17 But if your heart turn away, so that you will not hear, but shall be drawn away, and worship other gods, and serve them;
“Eğer yoldan döner, kulak vermezseniz, ayartılır, başka ilahlara eğilip taparsanız,
18 I denounce unto you this day, that all of you shall surely perish, and that all of you shall not prolong your days upon the land, where you pass over Jordan to go to possess it.
bugün size kesinlikle yok olacağınızı bildiriyorum. Şeria Irmağı'ndan geçip mülk edinmek için gideceğiniz ülkede uzun yaşamayacaksınız.

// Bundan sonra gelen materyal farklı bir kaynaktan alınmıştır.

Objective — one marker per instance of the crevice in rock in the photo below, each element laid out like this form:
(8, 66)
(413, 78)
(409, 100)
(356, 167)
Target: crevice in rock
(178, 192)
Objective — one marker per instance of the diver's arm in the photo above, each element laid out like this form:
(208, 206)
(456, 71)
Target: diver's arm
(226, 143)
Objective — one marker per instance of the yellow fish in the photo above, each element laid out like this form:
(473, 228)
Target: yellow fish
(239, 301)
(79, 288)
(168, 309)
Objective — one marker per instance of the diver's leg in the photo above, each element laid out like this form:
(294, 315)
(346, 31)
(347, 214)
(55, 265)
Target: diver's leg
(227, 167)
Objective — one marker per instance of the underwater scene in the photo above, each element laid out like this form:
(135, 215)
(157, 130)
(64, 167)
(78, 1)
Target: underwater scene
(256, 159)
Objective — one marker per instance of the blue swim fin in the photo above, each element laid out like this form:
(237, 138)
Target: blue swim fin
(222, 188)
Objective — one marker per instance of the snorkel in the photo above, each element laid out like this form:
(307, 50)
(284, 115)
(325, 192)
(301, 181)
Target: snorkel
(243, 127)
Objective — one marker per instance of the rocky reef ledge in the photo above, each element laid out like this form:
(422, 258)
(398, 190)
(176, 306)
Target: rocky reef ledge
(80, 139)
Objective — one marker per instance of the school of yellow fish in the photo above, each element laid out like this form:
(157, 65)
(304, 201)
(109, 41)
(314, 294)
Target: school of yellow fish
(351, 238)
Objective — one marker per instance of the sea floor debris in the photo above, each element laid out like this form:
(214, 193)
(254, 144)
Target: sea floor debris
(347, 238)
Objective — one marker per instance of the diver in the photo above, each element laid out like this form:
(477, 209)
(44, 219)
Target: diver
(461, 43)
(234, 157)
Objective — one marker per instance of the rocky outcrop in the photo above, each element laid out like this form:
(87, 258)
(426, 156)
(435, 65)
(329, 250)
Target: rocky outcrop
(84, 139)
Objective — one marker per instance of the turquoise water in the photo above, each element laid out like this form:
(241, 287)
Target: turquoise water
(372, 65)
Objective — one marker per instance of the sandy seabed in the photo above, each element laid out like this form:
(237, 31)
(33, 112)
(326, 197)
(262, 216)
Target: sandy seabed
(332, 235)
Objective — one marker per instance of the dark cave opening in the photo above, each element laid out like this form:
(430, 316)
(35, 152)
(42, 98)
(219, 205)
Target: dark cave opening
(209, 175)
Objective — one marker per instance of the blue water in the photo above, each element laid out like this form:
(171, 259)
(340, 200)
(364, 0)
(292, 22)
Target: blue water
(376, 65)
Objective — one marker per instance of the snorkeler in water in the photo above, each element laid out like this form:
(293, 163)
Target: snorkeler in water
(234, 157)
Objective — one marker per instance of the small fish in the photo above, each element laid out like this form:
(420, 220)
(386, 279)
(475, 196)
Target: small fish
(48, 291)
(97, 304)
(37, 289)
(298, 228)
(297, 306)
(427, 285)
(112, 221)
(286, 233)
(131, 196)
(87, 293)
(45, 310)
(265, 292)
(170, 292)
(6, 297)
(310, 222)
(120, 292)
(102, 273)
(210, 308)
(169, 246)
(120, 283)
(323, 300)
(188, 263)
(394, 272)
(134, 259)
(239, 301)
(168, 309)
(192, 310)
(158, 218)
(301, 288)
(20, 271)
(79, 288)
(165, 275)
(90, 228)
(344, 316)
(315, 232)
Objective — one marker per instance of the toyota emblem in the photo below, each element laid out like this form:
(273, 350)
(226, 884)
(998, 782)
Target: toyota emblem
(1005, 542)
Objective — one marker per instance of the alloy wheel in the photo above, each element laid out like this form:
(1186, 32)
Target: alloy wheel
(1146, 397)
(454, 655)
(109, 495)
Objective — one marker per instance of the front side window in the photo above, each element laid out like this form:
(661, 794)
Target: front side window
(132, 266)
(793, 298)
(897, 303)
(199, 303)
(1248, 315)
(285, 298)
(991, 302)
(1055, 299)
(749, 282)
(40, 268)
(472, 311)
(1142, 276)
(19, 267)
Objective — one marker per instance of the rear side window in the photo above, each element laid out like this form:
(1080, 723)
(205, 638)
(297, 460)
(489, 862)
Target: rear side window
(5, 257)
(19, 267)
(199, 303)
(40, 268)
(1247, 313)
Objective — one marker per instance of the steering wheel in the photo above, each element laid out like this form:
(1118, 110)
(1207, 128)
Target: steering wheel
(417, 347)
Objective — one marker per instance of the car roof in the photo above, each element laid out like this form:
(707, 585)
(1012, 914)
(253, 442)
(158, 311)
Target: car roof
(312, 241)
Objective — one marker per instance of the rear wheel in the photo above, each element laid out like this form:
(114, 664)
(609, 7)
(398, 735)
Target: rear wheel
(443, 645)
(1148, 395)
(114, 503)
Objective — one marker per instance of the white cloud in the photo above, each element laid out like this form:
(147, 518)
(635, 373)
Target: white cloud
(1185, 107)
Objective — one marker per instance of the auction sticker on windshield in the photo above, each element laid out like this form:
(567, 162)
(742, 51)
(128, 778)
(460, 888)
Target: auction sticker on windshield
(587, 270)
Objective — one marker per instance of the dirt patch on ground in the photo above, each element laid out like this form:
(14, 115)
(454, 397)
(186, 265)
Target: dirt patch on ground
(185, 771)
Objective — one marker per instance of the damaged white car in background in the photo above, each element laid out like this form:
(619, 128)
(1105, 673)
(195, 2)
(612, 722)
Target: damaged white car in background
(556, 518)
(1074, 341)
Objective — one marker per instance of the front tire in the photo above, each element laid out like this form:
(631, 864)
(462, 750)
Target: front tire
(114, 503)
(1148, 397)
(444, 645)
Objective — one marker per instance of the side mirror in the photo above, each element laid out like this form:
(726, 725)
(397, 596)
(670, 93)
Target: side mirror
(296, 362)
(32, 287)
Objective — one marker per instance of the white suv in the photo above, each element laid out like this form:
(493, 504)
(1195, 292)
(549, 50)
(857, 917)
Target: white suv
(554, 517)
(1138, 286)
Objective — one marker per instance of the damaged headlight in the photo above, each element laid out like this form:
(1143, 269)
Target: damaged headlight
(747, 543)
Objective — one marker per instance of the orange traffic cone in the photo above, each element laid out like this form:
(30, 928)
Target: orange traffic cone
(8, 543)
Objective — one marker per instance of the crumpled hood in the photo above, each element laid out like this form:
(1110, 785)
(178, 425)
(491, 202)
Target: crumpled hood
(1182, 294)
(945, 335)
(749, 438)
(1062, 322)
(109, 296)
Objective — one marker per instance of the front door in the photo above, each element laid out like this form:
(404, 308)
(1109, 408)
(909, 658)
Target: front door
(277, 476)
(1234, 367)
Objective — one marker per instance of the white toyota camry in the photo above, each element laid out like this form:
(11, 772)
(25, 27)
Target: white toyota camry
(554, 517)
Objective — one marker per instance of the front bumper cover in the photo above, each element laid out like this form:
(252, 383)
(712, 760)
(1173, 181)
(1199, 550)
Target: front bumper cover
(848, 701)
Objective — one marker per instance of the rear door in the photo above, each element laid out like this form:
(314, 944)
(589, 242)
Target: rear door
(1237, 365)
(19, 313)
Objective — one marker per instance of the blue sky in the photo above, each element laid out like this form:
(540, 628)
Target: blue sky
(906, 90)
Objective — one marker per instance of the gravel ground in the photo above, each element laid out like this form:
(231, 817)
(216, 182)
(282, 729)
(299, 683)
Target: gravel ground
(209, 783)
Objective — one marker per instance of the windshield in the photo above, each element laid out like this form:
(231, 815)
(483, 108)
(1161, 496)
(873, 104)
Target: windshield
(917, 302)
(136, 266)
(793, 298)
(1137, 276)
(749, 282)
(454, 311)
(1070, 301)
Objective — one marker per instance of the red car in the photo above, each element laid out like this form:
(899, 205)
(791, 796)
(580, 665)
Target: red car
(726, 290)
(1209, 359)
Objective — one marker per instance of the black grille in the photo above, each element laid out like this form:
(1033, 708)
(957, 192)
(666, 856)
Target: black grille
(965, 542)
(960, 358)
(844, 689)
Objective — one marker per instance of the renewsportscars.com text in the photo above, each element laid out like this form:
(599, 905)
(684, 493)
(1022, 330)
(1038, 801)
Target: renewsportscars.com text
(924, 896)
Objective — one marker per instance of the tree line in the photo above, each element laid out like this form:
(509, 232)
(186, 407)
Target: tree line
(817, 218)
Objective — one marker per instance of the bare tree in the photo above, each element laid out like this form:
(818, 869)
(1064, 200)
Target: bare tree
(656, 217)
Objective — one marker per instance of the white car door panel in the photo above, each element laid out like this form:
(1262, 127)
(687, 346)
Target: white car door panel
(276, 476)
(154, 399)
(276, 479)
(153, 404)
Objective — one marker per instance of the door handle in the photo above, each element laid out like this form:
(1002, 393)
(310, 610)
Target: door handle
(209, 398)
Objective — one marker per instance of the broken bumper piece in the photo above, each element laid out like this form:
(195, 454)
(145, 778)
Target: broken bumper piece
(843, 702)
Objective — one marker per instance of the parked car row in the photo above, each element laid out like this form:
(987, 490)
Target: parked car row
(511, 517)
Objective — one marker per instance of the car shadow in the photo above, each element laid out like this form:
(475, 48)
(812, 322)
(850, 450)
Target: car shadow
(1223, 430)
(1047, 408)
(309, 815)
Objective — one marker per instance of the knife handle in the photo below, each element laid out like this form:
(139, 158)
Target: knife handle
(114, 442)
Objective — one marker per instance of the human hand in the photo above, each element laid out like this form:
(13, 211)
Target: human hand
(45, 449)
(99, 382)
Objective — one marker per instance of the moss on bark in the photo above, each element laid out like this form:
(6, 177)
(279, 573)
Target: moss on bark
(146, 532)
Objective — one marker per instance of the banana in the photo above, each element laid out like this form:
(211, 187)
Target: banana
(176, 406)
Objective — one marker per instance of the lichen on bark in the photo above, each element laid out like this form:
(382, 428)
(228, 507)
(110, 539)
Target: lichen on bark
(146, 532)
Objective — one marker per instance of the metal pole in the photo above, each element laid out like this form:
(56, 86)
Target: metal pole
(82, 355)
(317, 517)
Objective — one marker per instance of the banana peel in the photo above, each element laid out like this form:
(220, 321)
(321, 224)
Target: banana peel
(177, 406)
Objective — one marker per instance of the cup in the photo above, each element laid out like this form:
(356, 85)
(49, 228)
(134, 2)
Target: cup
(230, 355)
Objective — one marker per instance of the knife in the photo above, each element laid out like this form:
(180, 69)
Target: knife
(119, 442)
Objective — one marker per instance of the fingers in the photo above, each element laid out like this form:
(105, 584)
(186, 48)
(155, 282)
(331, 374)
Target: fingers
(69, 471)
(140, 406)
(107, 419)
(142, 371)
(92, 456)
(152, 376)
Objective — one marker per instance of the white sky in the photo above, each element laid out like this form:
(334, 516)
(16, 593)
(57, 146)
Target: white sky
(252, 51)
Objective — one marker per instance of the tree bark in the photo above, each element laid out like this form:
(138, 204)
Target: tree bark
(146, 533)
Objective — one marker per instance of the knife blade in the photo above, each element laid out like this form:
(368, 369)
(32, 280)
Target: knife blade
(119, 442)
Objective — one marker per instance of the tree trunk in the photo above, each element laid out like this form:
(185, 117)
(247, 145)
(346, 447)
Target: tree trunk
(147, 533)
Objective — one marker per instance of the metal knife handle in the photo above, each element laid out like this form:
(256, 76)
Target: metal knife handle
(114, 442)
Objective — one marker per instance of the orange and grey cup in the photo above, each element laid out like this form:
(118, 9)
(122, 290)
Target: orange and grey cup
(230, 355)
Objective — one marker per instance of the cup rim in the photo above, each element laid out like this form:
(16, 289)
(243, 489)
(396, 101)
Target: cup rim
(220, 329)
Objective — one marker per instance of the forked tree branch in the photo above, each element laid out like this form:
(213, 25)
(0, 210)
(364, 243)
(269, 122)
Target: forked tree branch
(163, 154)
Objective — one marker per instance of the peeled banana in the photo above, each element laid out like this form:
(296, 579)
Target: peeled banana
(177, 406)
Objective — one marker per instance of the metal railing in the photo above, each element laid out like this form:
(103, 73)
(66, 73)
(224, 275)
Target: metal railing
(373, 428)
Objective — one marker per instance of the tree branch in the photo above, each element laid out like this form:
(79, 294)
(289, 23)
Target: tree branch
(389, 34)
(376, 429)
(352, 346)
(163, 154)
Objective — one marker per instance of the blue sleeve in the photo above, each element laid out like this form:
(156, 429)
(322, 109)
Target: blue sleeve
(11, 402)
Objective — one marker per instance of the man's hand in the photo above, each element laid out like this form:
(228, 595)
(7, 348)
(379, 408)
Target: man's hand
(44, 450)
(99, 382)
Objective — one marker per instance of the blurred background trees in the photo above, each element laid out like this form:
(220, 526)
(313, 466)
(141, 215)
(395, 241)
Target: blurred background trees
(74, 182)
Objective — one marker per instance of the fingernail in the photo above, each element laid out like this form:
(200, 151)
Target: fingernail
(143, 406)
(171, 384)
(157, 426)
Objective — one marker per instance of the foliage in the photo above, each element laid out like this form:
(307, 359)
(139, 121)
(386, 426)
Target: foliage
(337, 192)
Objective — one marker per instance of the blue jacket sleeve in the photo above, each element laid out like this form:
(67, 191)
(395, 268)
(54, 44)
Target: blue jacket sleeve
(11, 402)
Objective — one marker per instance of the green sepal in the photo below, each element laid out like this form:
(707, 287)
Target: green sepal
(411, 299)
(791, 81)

19 I call heaven and earth to record this day against you, that I have set before you life and death, blessing and cursing: therefore choose life, that both you and your seed may live:
“Önünüze yaşamla ölümü, kutsamayla laneti koyduğuma bugün yeri göğü size karşı tanık gösteriyorum. Yaşamı seçin ki, siz de çocuklarınız da yaşayasınız.
20 That you may love the LORD your God, and that you may obey his voice, and that you may cleave unto him: for he is your life, and the length of your days: that you may dwell in the land which the LORD swore unto your fathers, to Abraham, to Isaac, and to Jacob, to give them.
Tanrınız RAB'bi sevin, sözüne uyup O'na bağlanın. RAB yaşamınızdır; kendilerine vereceğine ilişkin atalarınız İbrahim'e, İshak'a, Yakup'a söz verdiği ülkede uzun yaşamanızı sağlayacaktır.”